Jeremías 20:7-9; Salmo 63; Romanos 12:1-2; Mateo 16:21-27

            En la primera lectura, el profeta Jeremías clama a Dios: “Todo el día soy objeto de risas; todos se burlan de mí.” Entonces el profeta identifica por qué se burla de él, de quién se ríe de él. La gente se burla de Jeremías porque les está hablando palabras que Dios inspira en Jeremías: “Me digo a mí mismo, no lo mencionaré, no hablaré más en su nombre. Pero entonces se vuelve como fuego ardiendo en mi corazón, aprisionado en mis huesos; me canso de guardarlo, no puedo soportarlo.”

         Cuando estamos ridiculizados, tenemos una fuerte tendencia a escondernos de la gente, a intentar escondernos dentro de nosotros mismos al no hablar, al convertirnos en una almeja que cierra firmemente su caparazón y se protege con su dura coraza mientras intenta volverse invulnerable, incapaz de resultar herida. En este estado retraído nos avergüenzamos de ser avergonzados y humillados públicamente, lo que nos lleva a aislarnos cada vez más, de forma similar a como Adán y Eva se ocultaron tras haber pecado.

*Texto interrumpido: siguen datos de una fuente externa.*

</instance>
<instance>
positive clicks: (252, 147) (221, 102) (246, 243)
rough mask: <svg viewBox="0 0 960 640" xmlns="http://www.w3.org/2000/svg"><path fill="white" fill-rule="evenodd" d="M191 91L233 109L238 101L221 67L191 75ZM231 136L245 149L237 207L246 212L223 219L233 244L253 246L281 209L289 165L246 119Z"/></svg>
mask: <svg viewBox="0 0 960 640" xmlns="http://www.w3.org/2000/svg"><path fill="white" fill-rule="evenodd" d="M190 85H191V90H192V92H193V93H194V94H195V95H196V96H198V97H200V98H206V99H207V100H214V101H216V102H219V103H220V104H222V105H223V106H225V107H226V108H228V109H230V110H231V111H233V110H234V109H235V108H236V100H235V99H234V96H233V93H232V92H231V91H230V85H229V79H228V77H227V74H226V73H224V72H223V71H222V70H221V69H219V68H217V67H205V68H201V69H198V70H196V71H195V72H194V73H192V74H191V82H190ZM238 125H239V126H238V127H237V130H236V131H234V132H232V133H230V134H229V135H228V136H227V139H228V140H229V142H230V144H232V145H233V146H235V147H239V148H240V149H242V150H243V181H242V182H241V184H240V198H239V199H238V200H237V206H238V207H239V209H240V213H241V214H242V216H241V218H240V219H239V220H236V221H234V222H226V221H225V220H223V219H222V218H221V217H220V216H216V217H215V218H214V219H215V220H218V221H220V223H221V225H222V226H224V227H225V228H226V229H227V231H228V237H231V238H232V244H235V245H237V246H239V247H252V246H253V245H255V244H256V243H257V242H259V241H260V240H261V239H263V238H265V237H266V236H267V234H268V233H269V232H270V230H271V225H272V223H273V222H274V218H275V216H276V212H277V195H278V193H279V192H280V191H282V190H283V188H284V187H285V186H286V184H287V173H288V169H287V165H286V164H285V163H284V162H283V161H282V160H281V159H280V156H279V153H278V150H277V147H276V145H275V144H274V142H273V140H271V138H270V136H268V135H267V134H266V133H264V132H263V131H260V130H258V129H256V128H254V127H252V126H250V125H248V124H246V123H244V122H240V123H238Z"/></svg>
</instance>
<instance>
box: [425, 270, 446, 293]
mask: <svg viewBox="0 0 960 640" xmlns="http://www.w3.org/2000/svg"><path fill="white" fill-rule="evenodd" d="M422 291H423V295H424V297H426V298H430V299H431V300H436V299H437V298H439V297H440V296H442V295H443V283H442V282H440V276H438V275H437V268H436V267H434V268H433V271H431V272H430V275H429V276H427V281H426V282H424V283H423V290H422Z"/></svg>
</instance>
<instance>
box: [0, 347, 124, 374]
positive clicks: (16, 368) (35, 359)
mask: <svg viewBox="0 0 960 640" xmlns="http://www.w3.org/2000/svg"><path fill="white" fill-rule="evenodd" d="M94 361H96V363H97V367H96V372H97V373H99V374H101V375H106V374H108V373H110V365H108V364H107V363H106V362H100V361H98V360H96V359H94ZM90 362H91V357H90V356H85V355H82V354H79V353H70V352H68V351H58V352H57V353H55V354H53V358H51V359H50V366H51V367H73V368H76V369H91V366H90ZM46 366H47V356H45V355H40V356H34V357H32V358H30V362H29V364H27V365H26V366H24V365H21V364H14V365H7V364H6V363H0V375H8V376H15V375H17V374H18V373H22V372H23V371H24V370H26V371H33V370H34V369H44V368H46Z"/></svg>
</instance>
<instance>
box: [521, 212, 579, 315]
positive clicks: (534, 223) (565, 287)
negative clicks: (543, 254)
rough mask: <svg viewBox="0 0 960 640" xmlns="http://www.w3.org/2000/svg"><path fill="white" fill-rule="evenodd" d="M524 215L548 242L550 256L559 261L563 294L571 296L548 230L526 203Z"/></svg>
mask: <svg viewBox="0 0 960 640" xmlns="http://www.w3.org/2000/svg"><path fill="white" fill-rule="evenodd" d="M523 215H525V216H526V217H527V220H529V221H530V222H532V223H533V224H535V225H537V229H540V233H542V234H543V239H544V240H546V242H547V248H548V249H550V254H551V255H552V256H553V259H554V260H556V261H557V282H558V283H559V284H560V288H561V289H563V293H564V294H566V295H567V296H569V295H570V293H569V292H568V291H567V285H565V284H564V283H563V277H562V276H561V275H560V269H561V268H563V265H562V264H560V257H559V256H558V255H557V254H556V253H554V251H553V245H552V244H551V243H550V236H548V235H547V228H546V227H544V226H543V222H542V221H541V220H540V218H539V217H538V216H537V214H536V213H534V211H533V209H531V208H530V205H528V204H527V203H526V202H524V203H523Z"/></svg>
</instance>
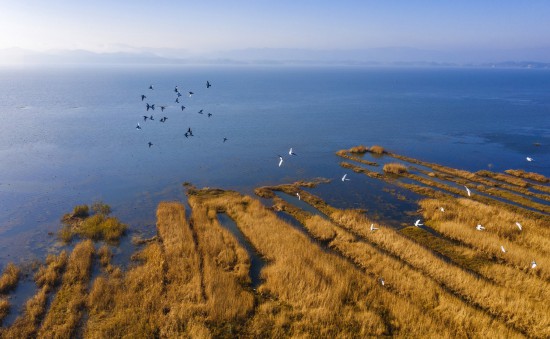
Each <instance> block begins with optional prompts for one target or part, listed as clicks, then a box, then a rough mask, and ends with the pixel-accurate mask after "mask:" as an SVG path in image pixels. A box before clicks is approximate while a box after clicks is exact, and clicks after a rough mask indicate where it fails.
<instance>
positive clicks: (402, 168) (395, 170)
mask: <svg viewBox="0 0 550 339" xmlns="http://www.w3.org/2000/svg"><path fill="white" fill-rule="evenodd" d="M382 169H383V170H384V172H385V173H390V174H397V175H402V174H405V173H408V172H409V170H408V169H407V166H405V165H403V164H401V163H398V162H392V163H389V164H385V165H384V167H383V168H382Z"/></svg>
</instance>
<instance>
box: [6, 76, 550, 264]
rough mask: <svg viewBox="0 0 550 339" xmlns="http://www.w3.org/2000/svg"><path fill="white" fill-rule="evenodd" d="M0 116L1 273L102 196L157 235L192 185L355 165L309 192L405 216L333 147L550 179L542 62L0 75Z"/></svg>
mask: <svg viewBox="0 0 550 339" xmlns="http://www.w3.org/2000/svg"><path fill="white" fill-rule="evenodd" d="M207 80H208V81H209V82H210V83H211V84H212V87H211V88H208V89H207V88H206V86H205V84H206V81H207ZM149 85H153V88H154V89H153V90H150V89H149ZM175 86H178V89H179V91H180V92H181V93H182V96H181V97H180V98H179V100H180V103H179V104H178V103H176V102H175V99H176V92H175V91H174V88H175ZM189 91H193V92H194V95H192V96H191V97H189V95H188V94H187V93H188V92H189ZM142 94H144V95H146V96H147V98H146V99H145V100H144V101H142V100H141V95H142ZM146 103H150V104H153V103H154V104H155V106H156V109H155V110H154V111H152V110H150V111H148V112H147V111H146ZM161 105H165V106H166V109H165V111H164V112H161V111H160V106H161ZM181 105H184V106H185V109H184V110H183V111H182V110H181ZM201 109H202V110H203V113H205V114H198V112H199V110H201ZM206 113H211V114H212V116H210V117H208V115H207V114H206ZM143 115H147V116H150V115H153V116H154V119H155V120H154V121H150V120H149V119H148V120H147V121H144V119H143ZM162 117H167V118H168V119H167V120H166V121H165V122H164V123H162V122H160V119H161V118H162ZM0 118H1V131H2V132H1V133H0V268H2V269H3V267H4V265H5V264H6V263H7V262H8V261H14V262H16V263H20V262H22V261H25V260H28V259H33V258H40V259H41V258H43V256H44V254H45V253H47V252H48V251H55V250H56V248H59V247H56V245H55V244H56V237H55V236H53V235H51V234H50V235H48V232H56V231H57V230H58V228H59V224H60V223H59V219H60V217H61V216H62V215H63V214H64V213H67V212H69V211H71V210H72V208H73V206H75V205H77V204H91V203H92V202H93V201H96V200H103V201H104V202H106V203H108V204H110V205H111V206H112V207H113V212H114V215H116V216H118V217H119V218H120V219H122V221H124V222H126V223H128V224H129V225H130V230H131V232H143V233H145V234H148V233H149V234H150V233H153V232H154V231H155V230H154V223H155V207H156V205H157V204H158V202H159V201H162V200H183V199H185V196H184V190H183V188H182V185H181V184H182V183H183V182H186V181H187V182H191V183H193V184H194V185H196V186H198V187H203V186H209V187H220V188H227V189H236V190H239V191H241V192H244V193H248V194H252V192H253V188H255V187H257V186H260V185H266V184H280V183H287V182H292V181H295V180H298V179H310V178H314V177H327V178H334V179H338V178H340V177H341V176H342V175H343V174H344V173H346V172H349V174H348V177H349V178H350V179H351V181H350V182H348V185H346V186H345V188H344V187H343V186H342V185H337V183H338V180H336V181H335V182H334V183H331V184H328V185H324V186H323V187H320V188H319V191H318V192H319V194H321V195H323V197H324V198H326V199H327V201H328V202H329V203H331V204H334V205H335V206H342V207H363V208H367V209H368V210H369V211H376V210H378V208H379V209H380V211H383V212H381V216H380V218H381V219H388V220H389V219H399V218H400V214H402V213H405V211H409V212H410V211H414V210H415V209H416V206H415V205H414V204H411V203H409V204H406V203H403V204H404V205H395V202H394V201H392V200H391V199H392V196H391V195H390V194H388V193H387V192H383V191H382V189H383V186H384V184H382V183H380V182H376V181H374V180H371V179H368V178H366V177H364V176H362V175H358V174H355V173H352V172H351V171H349V170H345V169H343V168H341V167H340V166H339V165H338V163H339V162H340V159H339V158H338V157H337V156H335V155H334V152H335V151H337V150H339V149H342V148H349V147H351V146H355V145H358V144H365V145H368V146H370V145H373V144H378V145H382V146H384V147H385V148H386V149H389V150H391V151H393V152H395V153H399V154H403V155H407V156H411V157H415V158H418V159H421V160H425V161H429V162H436V163H440V164H443V165H447V166H451V167H456V168H461V169H466V170H471V171H477V170H481V169H491V170H493V171H504V170H506V169H510V168H513V169H524V170H527V171H533V172H538V173H541V174H544V175H546V176H550V157H549V153H550V71H548V70H535V69H471V68H452V69H451V68H369V67H290V66H272V67H267V66H265V67H260V66H225V67H222V66H210V67H206V66H200V67H199V66H154V67H153V66H143V67H139V66H117V67H115V66H113V67H106V66H105V67H76V66H75V67H63V68H61V67H59V68H54V67H49V68H38V67H35V68H3V69H0ZM138 123H139V124H140V126H141V127H142V129H141V130H137V129H136V125H137V124H138ZM188 128H192V131H193V135H194V136H192V137H188V138H187V137H185V135H184V134H185V132H186V131H187V130H188ZM224 137H225V138H227V142H225V143H224V142H223V138H224ZM148 142H151V143H152V144H153V145H152V146H151V147H149V146H148ZM290 147H293V150H294V152H296V153H297V156H295V157H290V156H289V155H288V150H289V148H290ZM278 155H283V156H284V157H285V161H284V163H283V165H282V166H281V167H278V162H279V158H278ZM526 156H530V157H533V158H534V159H535V161H533V162H527V161H526V160H525V158H526ZM396 206H397V207H396Z"/></svg>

         En este estado retraído y aislado, podemos incluso, como Adán y Eva, aislarnos de Dios cayendo en el error de que Dios no escucha nuestras oraciones y no se preocupa realmente por nosotros como un Padre amoroso. Entonces, podemos crecer en resentimiento e ira interior contra quienes han dicho cosas feas sobre nosotros y han actuado con crueldad. También podemos fomentar el resentimiento contra Dios.

         Si lo que acaban de describirse ocurre, entonces nos identificamos con nuestras heridas; hemos permitido que nuestra identidad se defina por lo que la gente ha dicho y hecho sobre nosotros, y la prueba está en nuestra respuesta a esas palabras y acciones: un retiro vergonzoso.

         Sin embargo, esta no fue la respuesta de Nuestro Señor y Salvador, Jesucristo. Jesús nunca, afirma la Hermana Miriam Heidland, “Jesús no ató su identidad a sus heridas, a lo que la gente le dijo o le hizo.”[1] Prueba de que Jesús no ató su identidad a sus heridas, no se avergonzó de sus heridas, pues en lugar de esconderse y alejarse de los demás, incluido de su Padre celestial, Jesús se mantuvo con misericordia y valiente ante los demás y llamó aún más a su Padre celestial, como se evidencia en sus oraciones en la Cruz. “Padre, perdonalos, porque no saben lo que hacen.” (Lucas 23:34)

         Después de su Resurrección, Jesús incluso mostró sus heridas sin vergüenza y “por sus heridas nos sanamos”, como profetizó Isaías. (Isaías 53:3) 

         Aunque Jesús fue ridiculizado y ridiculizado, e incluso cuando se tomaron acciones mucho peores contra él por predicar las verdaderamente amorosas palabras de Dios, no se convirtió en una almeja que cierra firmemente su caparazón y se protege con su dura coraza mientras intenta volverse invulnerable, incapaz de resultar herida.

         Jesús tampoco sintió jamás resentimiento hacia nadie, incluidos sus enemigos. Jesús permaneció abierto, vulnerable y respondió inmediatamente a los insultos y persecuciones de dos maneras principales: continuando diciendo la verdad y ofreciendo perdón con el deseo de que el mayor número posible de personas busque reconciliarse aceptando los caminos amorosos y verídicos de Dios, que solo quieren lo que realmente nos traerá un significado profundo, felicidad, paz y amor.

         Señor Jesús, nos acercamos a Ti, incluso en momentos en que sentimos ganas de cerrarnos, de apartarnos como una almeja y de aislarnos en un estado de autosuficiencia. En cambio, nos abrimos a ti en espíritu de dependencia hacia ti, en el amor del Espíritu Santo, creyendo cada vez más profundamente que tenemos un Padre celestial muy amoroso que se deleita en cada uno de nosotros como en ti, sus amados hijos e hijas. – Que el Señor os bendiga a todos – Padre Pedro          


[1] Hna. Miriam Heidland, Retiro de Sanación Juan Pablo II 2026.